Rougeville

« Rougeville, promenade élégiaque » de Patrick Varetz

Patrick Varetz
La Contre Allée | 2018 | 8,50 €

Ne pas avoir choisi d’où l’on vient ne signifie pas que l’on doit pour autant se satisfaire de ce que l’on est, de ce que l’on en fait.
Patrick Varetz est né en 1958 dans un bled du Pas-de-Calais, et l’essentiel de sa vie semble consister à fuir, ou déconstruire, ou transcender ses jeunes années, mélange amer de malchance, de dégueulasserie filiale, et de petits drames de l’existence. De cela, il tire une sombre moelle qu’il remodèle avec minutie livre après livre, comme pour réinventer sa vie, sans jamais s’éloigner de l’originale ni jamais tirer un trait sur ce qui l’a fait. Et à quel prix : à réinventer sa vie pour mieux la fuir, qu’éprouver d’autre qu’un vaste sentiment de perpétuelle imposture ?
Avec Rougeville, c’est une déambulation particulière dans ses souvenirs d’enfance et d’adolescence à laquelle il nous entraîne. Plutôt que d’aller arpenter les mornes quartiers et les tristes rues d’une ancienne cité minière mortifère, il choisit d’observer une double distance : d’abord, il explore la ville via Google Street View. Le procédé est bien connu, le traitement numérique et sa froideur tout autant.
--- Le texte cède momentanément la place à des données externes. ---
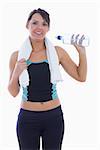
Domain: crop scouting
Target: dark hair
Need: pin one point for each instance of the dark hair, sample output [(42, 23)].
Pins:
[(42, 12)]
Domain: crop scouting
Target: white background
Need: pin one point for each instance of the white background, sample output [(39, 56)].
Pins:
[(80, 101)]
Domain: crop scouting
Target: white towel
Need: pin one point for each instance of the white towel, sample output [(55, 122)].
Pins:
[(25, 51)]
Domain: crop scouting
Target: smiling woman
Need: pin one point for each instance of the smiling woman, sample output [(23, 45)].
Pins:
[(78, 99), (40, 106)]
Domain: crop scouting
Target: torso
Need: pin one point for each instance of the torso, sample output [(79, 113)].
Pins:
[(39, 106)]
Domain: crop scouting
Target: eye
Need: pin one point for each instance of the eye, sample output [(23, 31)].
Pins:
[(45, 24), (35, 23)]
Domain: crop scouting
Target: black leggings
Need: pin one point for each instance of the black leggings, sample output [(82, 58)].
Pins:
[(32, 125)]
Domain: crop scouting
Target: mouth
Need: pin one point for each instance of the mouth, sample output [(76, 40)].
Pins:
[(38, 33)]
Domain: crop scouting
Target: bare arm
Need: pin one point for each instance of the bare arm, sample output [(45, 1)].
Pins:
[(77, 72), (16, 67)]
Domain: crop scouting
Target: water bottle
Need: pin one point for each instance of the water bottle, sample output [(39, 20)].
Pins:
[(81, 40)]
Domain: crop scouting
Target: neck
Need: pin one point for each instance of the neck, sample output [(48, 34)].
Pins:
[(38, 45)]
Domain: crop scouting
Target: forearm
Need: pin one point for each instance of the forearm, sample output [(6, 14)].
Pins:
[(82, 67), (13, 85)]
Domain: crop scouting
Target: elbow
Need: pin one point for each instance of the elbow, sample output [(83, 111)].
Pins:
[(12, 92)]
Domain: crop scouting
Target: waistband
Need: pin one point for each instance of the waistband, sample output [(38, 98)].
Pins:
[(52, 112)]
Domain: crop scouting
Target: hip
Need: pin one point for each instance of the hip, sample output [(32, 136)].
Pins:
[(40, 106)]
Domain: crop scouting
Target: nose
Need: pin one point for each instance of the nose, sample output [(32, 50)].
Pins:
[(40, 26)]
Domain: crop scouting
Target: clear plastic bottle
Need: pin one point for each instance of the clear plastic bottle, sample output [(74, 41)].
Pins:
[(81, 40)]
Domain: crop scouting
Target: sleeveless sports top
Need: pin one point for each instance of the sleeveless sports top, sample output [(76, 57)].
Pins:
[(40, 88)]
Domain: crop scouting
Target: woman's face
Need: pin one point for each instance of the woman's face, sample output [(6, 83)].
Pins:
[(37, 27)]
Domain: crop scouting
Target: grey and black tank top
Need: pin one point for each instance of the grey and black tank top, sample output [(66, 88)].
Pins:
[(40, 88)]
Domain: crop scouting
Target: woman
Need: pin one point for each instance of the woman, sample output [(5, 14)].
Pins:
[(41, 114)]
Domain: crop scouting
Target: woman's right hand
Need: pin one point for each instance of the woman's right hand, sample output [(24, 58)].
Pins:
[(20, 66)]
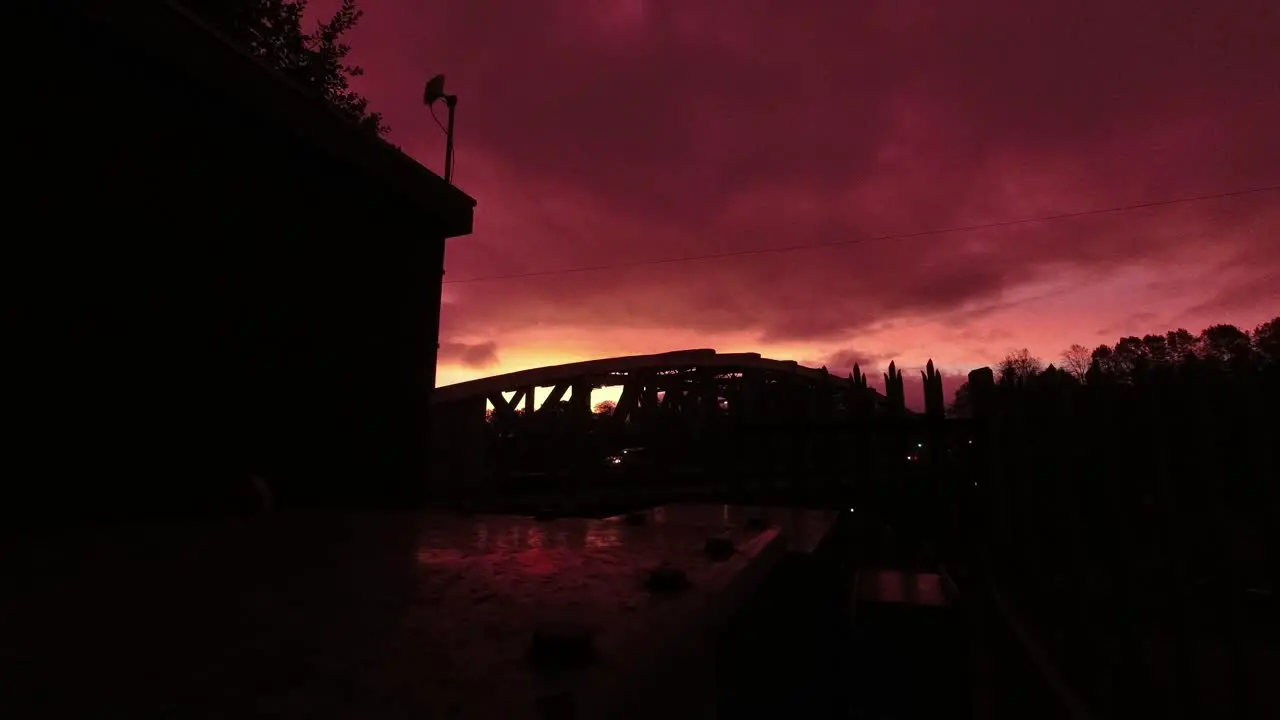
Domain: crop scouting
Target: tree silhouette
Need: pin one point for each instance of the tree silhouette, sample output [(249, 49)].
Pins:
[(961, 405), (1266, 340), (1019, 365), (1225, 343), (1077, 360), (272, 31)]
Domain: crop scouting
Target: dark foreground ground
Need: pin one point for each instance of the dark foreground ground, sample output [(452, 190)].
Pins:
[(426, 616)]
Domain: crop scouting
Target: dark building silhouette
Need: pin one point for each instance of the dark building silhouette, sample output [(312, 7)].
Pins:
[(216, 276)]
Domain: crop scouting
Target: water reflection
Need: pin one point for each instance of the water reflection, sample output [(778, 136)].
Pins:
[(600, 534)]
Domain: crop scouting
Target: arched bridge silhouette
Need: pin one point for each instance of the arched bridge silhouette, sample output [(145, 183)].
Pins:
[(695, 410)]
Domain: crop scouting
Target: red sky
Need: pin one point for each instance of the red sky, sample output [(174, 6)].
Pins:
[(603, 132)]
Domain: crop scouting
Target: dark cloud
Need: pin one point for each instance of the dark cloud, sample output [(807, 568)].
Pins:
[(597, 133), (478, 355), (842, 361)]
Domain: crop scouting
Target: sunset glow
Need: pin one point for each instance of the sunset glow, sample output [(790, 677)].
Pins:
[(606, 133)]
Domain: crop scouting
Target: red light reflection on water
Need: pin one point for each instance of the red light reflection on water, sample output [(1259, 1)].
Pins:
[(600, 536), (493, 550)]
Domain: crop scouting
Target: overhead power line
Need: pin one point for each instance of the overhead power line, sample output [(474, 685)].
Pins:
[(862, 240)]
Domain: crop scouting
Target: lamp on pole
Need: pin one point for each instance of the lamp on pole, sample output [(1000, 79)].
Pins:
[(435, 91)]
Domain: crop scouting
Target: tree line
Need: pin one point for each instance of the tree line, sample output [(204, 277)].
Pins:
[(1132, 358)]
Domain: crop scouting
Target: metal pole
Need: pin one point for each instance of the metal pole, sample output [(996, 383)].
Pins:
[(452, 101)]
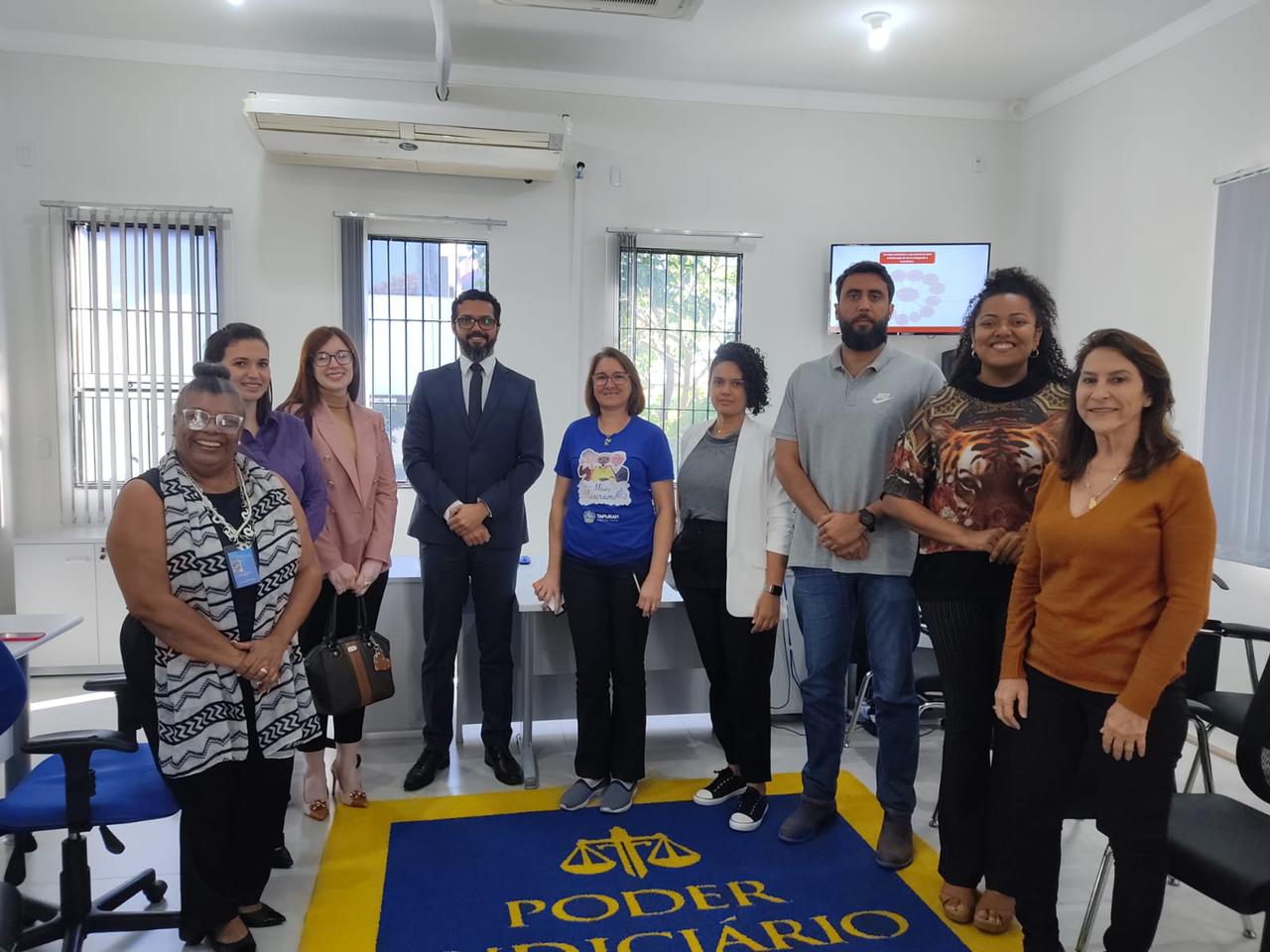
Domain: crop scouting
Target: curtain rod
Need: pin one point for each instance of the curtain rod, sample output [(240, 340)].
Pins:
[(686, 232), (1241, 175), (444, 218), (137, 207)]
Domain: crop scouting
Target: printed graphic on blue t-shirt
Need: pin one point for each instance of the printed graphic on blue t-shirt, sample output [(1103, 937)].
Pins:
[(608, 515)]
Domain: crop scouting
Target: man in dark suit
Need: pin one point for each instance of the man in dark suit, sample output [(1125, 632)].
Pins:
[(472, 447)]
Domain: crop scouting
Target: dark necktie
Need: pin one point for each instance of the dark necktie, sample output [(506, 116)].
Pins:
[(474, 397)]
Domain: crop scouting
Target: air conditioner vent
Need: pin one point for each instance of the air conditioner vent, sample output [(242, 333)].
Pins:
[(665, 9)]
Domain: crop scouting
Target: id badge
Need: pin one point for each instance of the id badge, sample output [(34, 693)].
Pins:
[(243, 569)]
A ce jeu, difficile de trouver meilleur écho à la critique sociale qui s’écrit en pointillé dans cette promenade autobiographique.
Et puis il y a le jeu d’identités, le flou construit autour du narrateur, multiple s’il en est : les rues aux briques rouges de la ville semblent s’exprimer tout autant qu’Alexandre Dominique Gonsse de Rougeville, célèbre contre-révolutionnaire rendu célèbre par Alexandre Dumas (sous le nom de Chevalier de Maison Rouge), qui viennent se superposer à l’auteur. Le jeu de pistes est conjugué au pluriel, et le résultat est un récit qui fiche un peu le tournis, un peu comme un zoom trop rapide sur Google Street View.